The rail industry says FRA’s latest safety data tells a different, more optimistic story. Based on FRA’s preliminary data for January-November, which is the latest available, there were 3,105 rail crashes per million rail miles in 2023, down from 3,340 rail crashes per million rail miles in the same period of the previous year. The number for 2021 was 2,935 crashes per million rail miles, while the previous three years were in a similar range.

Related: Norfolk Southern shares are posting biggest gain since 2020 thanks to investor-led shakeup, but one analyst notes skepticism

Additionally, according to FRA data, five employee deaths occurred in calendar year 2023, down from seven in 2022 and eight in 2021. “2023 saw the lowest number of employee deaths in the history of the industry,” said a spokesperson for the American Association of Railroads. he told MarketWatch. “While even one fatality is too many, the railroad continues to make progress in its enduring responsibility to ensure that every railroad worker returns home safely at the end of each day.”

In a statement released last week, the AAR highlighted Class I railroads’ efforts to increase rail safety and prevent derailments. In particular, he highlighted initiatives such as increasing hot bearing detectors, or HBDs, along major routes and implementing a new industry standard to stop and inspect trains when an HBD reading exceeds 170 degrees Fahrenheit. HBDs are installed on the sides of tracks and use infrared technology to monitor wheel bearing temperatures and prevent overheating.

Additionally, according to the AAR, more than 99.9% of all hazardous materials transported by rail reach their destination without being released due to a train accident. “The fact remains that rail is by far the safest way to move goods, including hazardous materials, over land, and we are in the safest era ever for rail safety,” the AAR spokesperson told MarketWatch .

A spokesperson for Norfolk Southern told MarketWatch that the company’s FRA accident rate declined 10% year-over-year in 2023. During last week’s fourth-quarter earnings press conference, Paul Duncan, Norfolk Southern’s chief operating officer, said the company ended 2023 with a 42% reduction in the mainline accident rate and the fewest accidents on main lines since 1999.

Related: Norfolk Southern charges again for Ohio derailment and loses profit again

CSX told MarketWatch that its train accident rate in 2023 was lower than the previous year. “Safety is an ongoing commitment and core value for CSX,” a spokesperson said. “We are proud of our level of safety and will never stop working to improve it.”

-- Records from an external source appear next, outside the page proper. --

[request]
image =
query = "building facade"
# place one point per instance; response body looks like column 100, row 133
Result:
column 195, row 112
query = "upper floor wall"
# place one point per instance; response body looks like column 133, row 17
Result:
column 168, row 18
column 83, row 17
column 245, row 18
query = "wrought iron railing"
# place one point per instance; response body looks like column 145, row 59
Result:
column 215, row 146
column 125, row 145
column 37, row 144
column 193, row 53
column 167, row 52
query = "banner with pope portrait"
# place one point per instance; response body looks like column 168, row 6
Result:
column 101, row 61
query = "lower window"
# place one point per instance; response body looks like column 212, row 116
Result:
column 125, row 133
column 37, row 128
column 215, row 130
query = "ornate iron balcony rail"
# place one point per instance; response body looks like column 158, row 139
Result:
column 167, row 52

BNSF told MarketWatch that its accident rate is also declining. “Although the full FRA report for the past year is yet to be released, covering the last four years inclusive [year-to-date] In 2023, the accident rate on the BNSF mainline decreased by more than 15%,” a spokesperson said.

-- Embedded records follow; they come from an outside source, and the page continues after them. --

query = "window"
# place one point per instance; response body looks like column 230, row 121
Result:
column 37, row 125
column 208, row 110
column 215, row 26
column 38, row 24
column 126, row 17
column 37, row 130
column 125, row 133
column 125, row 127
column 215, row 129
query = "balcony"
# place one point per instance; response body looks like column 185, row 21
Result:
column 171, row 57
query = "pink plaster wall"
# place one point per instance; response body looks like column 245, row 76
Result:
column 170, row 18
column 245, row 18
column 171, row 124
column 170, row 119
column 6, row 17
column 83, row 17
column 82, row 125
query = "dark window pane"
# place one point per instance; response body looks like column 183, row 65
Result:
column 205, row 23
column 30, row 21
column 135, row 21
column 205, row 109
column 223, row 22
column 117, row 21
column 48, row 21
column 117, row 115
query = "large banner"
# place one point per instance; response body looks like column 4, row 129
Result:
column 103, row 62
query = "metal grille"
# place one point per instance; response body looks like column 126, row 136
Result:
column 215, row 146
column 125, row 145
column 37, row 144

“For example, a few decades ago it would not have been uncommon for more than 20 accidents per year to occur to railway equipment due to a faulty main (wheel) bearing,” the spokesperson added. “In recent years, we have reduced the number of accidents reported in the diaries to single digits, while continuing our path towards zero. This is thanks to the development and use of hot bearing detectors (HBD), in combination with trending algorithms and management instructions.”

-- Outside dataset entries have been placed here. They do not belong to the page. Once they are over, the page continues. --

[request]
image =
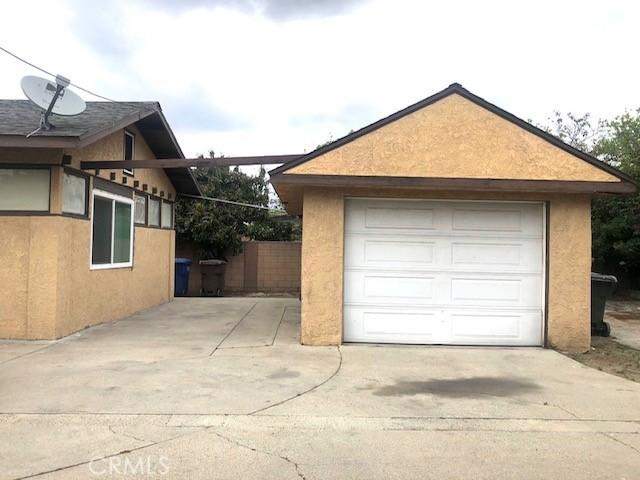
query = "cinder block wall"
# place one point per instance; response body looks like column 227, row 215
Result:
column 268, row 267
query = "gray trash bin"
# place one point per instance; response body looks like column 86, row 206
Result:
column 212, row 277
column 602, row 286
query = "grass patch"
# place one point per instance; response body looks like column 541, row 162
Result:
column 609, row 356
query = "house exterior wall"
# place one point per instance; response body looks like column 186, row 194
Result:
column 569, row 257
column 49, row 290
column 112, row 148
column 47, row 286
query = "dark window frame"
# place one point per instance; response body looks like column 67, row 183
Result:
column 173, row 214
column 132, row 136
column 87, row 190
column 146, row 208
column 159, row 200
column 113, row 198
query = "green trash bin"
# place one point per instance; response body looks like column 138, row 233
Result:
column 602, row 286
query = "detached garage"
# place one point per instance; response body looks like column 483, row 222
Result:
column 450, row 222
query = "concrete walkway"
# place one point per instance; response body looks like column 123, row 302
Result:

“It is also worth noting that rail is still the safest form of land and surface transportation and has continued to improve and become safer over time,” the BNSF spokesperson said. “Rail accidents continue to be reduced through the use of extensive training, processes and new technologies.”

In a recent article on Union Pacific’s website, Eric Gehringer, the company’s executive vice president of operations, said that major derailments on Union Pacific’s network decreased by 26% in 2023 compared to 2019, while the average maximum train length has increased. Over the past 10 years, track-related derailments have decreased by 28 percent, Gehringer added.

Related: CSX enters into paid sick leave agreement with Brotherhood of Railroad Signalmen

Gehringer said Union Pacific has a network of more than 7,000 roadside sensing devices that monitor the condition of freight cars and locomotives in real time, and the company plans to add more.